Throughout his career, Monet had a keen tight lease on what people wrote about both him as a person as well as his art. It was this influence that allowed him to control the narrative on what works were allowed to be shown in public, and those that were not.

I’m very happy, very delighted… for I am surrounded here by all that I love. I spent my time out of doors… and naturally, I’m working all the time, and I think this year I’m going to do some serious things. And then in the evening, dear fellow, I come home to my little cottage to find a good fire and a dear little family.

Claude Monet [2]

The only method that could be considered ‘lesser’ than oil painting that Monet held in any public regard was pastels. Although he made sure they did not receive the same public knowledge as his oil paintings. When Monet gifted his pastel creations to friends and family each piece still contained his signature.

Nightfall, one of Monet's surviving pastel paintings
Nightfall, one of Monet’s surviving pastel paintings

Monet spent most of his life denying and avoiding talking about the role these ‘simpler’ methods had in his artistic journey.

This is rather ironic, as privately Monet also always carried around a small sketchpad which he used to draw various landscapes and locations that he happened to visit during his travels.

Some of Monet’s most popular pastel creations include:

  • ‘Etretat, The Needle Rock and Porte d’Aval’ 1885
  • ‘Caloges and Boat at Etretat’ 1865-70
  • ‘Nightfall’ 1865-70

Like most other Monet pieces, they are all quite colorful and missing the color black.

Monet’s pastels were an important part of drafting and refining his masterpieces. Over time, the style of these masterpieces started to change.

A painting from Monet's iconic Water Lilies series
A painting from Monet’s iconic Water Lilies series.

How Did Monet’s Style Change?

Some of the most noticeably different paintings made by Monet were created towards the end of his life. Some speculated that Monet was experimenting with expressionism and making his painting more abstract. Unfortunately, there is a darker reason Monet’s style changed.
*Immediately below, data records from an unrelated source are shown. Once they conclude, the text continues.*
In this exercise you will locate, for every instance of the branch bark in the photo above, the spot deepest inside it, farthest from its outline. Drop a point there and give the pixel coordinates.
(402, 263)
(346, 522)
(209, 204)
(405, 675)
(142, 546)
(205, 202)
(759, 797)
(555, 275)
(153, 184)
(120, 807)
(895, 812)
Monet’s painting style changed towards the end of his life as his cataracts caused his vision to worsen. He avoided having corrective surgery over the fear that it could leave him blind and unable to paint. After surgery, he destroyed many of his paintings with distorted colors.

During the time period before he had his cataracts removed, Monet’s works appeared to have a reddish hue to them, which is a known symptom for those that suffer from the condition. But, once Monet had his cataracts removed, his work started to contain more vivid blue colors and violet light. This is typical for those that have no sight issues. [5]

I climb up, go down again, then climb up once more; between all my studies, as a relaxation, I explore every footpath, always curious to see something new.

Claude Monet [2]

There are also numerous factors that caused Monet’s style to change organically over the years. Some factors are because of personal experiences within Monet’s own private life. Other changes are a result of natural growth and development which many if not all, other artists experience throughout their painting lives. [6]

For example, Monet’s growth in artistic ability and developing skills saw him progress from using charcoals to oil paints in his early career. It is natural for most artists to not stick to the same medium throughout their entire career, and Monet is no different in that sense. However, it was under the guidance of Eugene Boudin that Monet learned about the ‘en plein air’ painting style. [7]

One of the paintings Monet made of his garden while suffering from Cataracts
One of the paintings Monet made of his garden while suffering from Cataracts.
Monet's Haystacks at the End of Summer
Monet’s Haystacks at the End of Summer

Artists that opt for the ‘en plein air’ style prefer to paint outdoors with their subject matter in full view. Even in the early years of Monet’s career, he displayed a deep passion for the use of light within his work. It was not until changing to the ‘en plein air’ style that he was able to fully embrace this love.

This passion for natural light changed to an obsession towards the end of Monet’s career. Rather than the full, varied landscapes people were used to seeing from Monet, he created a series of Haystack paintings that were captured at his property in Giverny. He endeavored to capture the same haystack in a variety of different lighting. It was this obsession that was the most notable subject style change seen throughout Monet’s works. [8]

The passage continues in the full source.